Unsupervised Learning: Get an Insight into Top 3 Learning Techniques in Deep Learning
This entry was posted in Dissertation , Editor , Research Paper , on September 28 , 2019.
Deep Learning is gaining popularity among Artificial Intelligence (AI) and data scientist community. With growing time, it has become of the love of data lovers across the globe. However, of late, researchers have begun to question if deep learning is the future of Artificial Intelligence. Today, although supervised learning (a deep learning technique) has an upper hand in the industry, it is unsupervised learning that enables the researcher to find the unknown trends and design in the data. The main goal of unsupervised learning is to allow the model and to discover insights & patterns on its own. Unsupervised learning recognises commonalities in the underlying data and reacts on the basis of the presence of commonalities in the dataset. For example, let’s consider a baby and its pet cat. In a few weeks, the baby identifies all the features two eyes, ears nose and play with the cat. A few days later a family friend visit and gets his cat and the baby was able to recognize that this pet is similar to his pet due to similar features but knew that cat was different from his cat. This is a clear example that it learns and discover the structure by itself. With that said, unsupervised learning are of 3 types. Here’s a detailed look at each of them. Clustering involves searching for the pattern and trends of categorized data.
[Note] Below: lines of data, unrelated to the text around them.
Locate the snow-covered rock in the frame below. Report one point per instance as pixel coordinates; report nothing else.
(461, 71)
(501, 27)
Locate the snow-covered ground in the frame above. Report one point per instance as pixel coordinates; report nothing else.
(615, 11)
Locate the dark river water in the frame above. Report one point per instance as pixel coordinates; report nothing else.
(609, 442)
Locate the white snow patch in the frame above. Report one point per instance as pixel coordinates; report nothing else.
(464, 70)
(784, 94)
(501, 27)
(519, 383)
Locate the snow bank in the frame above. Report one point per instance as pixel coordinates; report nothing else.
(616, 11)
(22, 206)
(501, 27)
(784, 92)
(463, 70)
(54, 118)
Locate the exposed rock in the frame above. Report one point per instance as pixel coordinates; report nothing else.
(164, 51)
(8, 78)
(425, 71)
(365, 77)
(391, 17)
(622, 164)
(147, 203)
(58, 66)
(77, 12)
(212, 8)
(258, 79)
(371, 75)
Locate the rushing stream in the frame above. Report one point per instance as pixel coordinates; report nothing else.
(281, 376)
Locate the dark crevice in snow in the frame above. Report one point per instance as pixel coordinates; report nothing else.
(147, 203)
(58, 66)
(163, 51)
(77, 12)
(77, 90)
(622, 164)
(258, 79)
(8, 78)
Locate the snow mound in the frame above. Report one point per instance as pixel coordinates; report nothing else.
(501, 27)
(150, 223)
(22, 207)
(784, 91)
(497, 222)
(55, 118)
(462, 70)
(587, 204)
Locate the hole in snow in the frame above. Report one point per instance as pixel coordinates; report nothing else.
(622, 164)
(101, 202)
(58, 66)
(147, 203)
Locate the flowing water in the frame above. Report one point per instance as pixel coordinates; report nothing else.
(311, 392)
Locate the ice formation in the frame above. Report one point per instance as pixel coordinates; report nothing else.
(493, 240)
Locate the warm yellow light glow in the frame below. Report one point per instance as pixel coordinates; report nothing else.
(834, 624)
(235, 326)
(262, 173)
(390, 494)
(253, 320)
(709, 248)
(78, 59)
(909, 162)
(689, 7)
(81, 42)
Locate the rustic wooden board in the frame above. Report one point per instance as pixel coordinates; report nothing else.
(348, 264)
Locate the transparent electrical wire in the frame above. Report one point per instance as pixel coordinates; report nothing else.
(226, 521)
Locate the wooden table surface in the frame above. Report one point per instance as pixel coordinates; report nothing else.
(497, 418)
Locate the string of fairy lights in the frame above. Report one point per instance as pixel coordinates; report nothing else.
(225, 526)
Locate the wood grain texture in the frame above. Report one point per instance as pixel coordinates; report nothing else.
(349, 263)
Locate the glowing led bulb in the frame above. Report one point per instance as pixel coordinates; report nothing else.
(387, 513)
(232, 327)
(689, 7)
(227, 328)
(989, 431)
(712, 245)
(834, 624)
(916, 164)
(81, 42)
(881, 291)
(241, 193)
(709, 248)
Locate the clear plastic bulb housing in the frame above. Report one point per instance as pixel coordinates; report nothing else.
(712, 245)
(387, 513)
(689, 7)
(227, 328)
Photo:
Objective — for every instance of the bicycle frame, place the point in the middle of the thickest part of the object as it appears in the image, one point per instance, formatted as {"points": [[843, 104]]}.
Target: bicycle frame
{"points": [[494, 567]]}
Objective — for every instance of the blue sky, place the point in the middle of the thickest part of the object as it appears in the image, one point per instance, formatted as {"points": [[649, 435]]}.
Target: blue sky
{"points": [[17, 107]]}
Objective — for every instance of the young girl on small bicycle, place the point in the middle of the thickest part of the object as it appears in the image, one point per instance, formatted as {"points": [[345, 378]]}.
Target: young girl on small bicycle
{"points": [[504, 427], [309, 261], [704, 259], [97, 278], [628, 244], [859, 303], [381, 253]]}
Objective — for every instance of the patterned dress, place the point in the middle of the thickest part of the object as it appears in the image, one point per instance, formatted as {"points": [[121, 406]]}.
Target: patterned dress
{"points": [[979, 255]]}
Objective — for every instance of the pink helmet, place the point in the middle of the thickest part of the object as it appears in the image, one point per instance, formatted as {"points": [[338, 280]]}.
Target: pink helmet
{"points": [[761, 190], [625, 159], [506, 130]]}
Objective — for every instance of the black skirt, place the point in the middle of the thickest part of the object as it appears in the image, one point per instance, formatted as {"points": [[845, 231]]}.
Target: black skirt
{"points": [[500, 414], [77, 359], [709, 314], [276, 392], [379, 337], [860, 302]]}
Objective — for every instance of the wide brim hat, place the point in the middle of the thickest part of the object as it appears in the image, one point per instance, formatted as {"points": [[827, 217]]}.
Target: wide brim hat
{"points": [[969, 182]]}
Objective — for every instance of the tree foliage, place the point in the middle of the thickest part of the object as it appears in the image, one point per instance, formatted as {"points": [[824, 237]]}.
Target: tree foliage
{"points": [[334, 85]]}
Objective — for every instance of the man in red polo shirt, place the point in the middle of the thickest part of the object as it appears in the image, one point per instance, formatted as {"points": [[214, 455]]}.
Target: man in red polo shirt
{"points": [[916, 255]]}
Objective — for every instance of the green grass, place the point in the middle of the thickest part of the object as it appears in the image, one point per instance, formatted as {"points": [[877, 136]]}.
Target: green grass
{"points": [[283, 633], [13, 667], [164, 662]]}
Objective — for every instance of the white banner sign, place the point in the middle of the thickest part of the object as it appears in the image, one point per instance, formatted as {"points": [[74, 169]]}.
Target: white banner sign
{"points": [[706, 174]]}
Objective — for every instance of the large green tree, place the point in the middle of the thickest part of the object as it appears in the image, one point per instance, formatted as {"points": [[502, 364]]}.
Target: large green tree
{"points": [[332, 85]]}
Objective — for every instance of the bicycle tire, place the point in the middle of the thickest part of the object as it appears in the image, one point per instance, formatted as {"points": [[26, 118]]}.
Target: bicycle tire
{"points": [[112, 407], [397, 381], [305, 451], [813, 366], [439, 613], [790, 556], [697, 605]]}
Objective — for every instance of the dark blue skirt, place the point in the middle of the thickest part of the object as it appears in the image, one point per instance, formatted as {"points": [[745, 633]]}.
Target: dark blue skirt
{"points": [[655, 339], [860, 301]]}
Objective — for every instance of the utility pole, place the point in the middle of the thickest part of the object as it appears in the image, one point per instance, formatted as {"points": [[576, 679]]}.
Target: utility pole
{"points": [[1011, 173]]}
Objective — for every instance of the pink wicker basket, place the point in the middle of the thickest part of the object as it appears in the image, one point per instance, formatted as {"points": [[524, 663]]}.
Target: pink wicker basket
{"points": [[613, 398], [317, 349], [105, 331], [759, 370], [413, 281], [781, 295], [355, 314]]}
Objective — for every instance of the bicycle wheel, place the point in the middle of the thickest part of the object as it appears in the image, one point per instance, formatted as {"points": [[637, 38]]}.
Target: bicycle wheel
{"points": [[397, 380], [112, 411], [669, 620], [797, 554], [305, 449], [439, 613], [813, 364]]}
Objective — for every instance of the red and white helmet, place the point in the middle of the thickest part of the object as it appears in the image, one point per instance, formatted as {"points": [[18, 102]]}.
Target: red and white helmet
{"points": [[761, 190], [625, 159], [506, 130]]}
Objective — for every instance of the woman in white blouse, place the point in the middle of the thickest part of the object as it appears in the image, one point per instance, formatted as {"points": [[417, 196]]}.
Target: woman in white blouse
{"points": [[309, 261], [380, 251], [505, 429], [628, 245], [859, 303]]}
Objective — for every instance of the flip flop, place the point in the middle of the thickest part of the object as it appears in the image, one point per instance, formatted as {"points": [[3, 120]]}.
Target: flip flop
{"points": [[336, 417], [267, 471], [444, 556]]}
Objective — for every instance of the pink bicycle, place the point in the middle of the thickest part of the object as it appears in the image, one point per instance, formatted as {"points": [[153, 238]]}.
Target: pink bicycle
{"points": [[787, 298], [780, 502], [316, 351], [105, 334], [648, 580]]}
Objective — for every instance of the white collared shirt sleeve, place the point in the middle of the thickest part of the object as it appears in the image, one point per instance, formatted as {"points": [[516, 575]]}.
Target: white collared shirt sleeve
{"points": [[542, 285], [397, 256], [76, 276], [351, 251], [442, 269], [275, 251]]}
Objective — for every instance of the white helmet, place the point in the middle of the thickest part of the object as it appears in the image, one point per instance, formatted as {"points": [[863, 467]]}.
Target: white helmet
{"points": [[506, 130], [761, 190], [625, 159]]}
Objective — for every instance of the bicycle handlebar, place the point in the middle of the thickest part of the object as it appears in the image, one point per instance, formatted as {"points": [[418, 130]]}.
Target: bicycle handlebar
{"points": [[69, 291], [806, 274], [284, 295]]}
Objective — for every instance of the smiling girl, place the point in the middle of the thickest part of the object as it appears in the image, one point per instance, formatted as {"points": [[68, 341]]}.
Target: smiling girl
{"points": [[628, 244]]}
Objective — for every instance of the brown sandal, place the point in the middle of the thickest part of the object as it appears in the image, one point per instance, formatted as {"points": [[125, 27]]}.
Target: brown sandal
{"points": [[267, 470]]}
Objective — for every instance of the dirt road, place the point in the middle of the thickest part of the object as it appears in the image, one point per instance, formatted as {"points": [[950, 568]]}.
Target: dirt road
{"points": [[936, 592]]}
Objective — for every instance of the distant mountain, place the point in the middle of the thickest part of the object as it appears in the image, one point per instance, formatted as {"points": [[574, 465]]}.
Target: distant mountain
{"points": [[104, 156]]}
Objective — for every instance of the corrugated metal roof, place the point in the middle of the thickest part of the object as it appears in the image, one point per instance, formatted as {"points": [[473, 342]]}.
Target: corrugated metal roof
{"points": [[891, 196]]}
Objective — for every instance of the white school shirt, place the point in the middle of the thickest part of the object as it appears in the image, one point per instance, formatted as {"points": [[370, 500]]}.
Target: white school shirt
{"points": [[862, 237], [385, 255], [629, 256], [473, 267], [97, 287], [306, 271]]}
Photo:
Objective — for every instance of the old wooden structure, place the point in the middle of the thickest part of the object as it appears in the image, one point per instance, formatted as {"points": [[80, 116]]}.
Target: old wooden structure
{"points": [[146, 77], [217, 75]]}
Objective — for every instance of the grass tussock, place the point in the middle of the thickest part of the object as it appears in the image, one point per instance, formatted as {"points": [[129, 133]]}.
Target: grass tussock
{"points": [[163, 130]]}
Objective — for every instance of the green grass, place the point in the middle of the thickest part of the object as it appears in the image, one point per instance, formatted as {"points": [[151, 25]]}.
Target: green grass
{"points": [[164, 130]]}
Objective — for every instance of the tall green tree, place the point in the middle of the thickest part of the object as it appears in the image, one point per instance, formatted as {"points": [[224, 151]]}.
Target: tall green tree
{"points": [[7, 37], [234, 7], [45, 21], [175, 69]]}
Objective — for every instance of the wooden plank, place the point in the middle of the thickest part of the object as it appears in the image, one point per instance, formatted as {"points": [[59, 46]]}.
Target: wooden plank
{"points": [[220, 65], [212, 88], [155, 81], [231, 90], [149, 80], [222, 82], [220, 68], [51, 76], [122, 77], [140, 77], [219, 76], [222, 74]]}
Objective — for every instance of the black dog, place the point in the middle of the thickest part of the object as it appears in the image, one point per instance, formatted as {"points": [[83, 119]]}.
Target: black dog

These algorithms process the data and find clusters or groups of same features. Groups of data are formed by using a clustering algorithm so as to classify the data in specific groups. All the data points have the same properties, and features in the same group, whereas different groups have unique properties or characteristics.The popular types of clustering we use are:
Clustering techniques are an easy yet powerful technique as they require intensive effort to give us a very relevant insight from our data. In that capacity, it’s been utilized in numerous applications for a considerable length of time including, for hereditary and species gathering, therapeutic imaging, statistical surveying, for understanding the multiple collections of organizations, clients dependent on individual traits, etc.In Machine Learning (ML), there includes certain conditions where feature representations or image that are just too huge to handle. Autoenodes is a technique in which we use neural networks for the same.For instance, consider you are using face recognition application and would like to save all the templates of a person’s face in your data warehouse for future reference. To keep the colour image of the person of 168×168, we would have to keep 168 * 168 * 3 float values for each face! Here the storage space required will be huge. This is when autoencoders come into the picture. With an autoencoder, we can encode features which takes less space, while representing the same data.However to work this out, it is a must to train a neural network to predict its input. While doing so, note that the middle layer of the autoencoder will have fewer features than input and output.
- K-Means Clustering – clustering your data points within a k-number of mutually exclusive clusters. A lot of complexity encompasses how to select the right number (K).
- Hierarchical Clustering – a technique used to cluster the data points into the origin and minor clusters. You might split your consumers between fresher and more experienced ones, and then divide all of these groups into individual clusters.
- Probabilistic Clustering – a technique that is used to cluster all the data points using a probabilistic scale.
Expectation-Maximization (EM) algorithms have a set of iterative approaches meant to determine the parameters of various statistical models to explicitly model data. For example, consider a Gaussian distributed data and you require to find the best parameters for a Gaussian to model it. An Expectation-Maximization algorithm enables you to automatically determine the Gaussian parameters like mean and variation in every directionIn an EM algorithm, we shift within the Expectations(E) step and a Maximization (M) step. The E step uses the current parameters to develop a statistical model which can be applied to your data.Although it is quite challenging to implement unsupervised learning techniques, doing so can do wonders. Some of the benefits of unsupervised learning techniques are:
- Expectations-Maximization algorithms
Though unsupervised learning has several advantages, it includes a few drawbacks such as lack of accountability in AI, plenty of data lakes, etc. Thus even with the recent success of this process, it isn’t recommended by industry experts. However, we can expect it to be omnipresent in the near future.
- Unsupervised learning algorithm helps to find all kinds of trends and unknown pattern in the underlying data.
- The algorithms help to discover all kinds of features that could be useful for categorization.
- The input data can be analyzed and labelled in real-time in presence of learners.
- It is always easy to get unstructured and unlabeled data than the labelled as it needs manual intervention.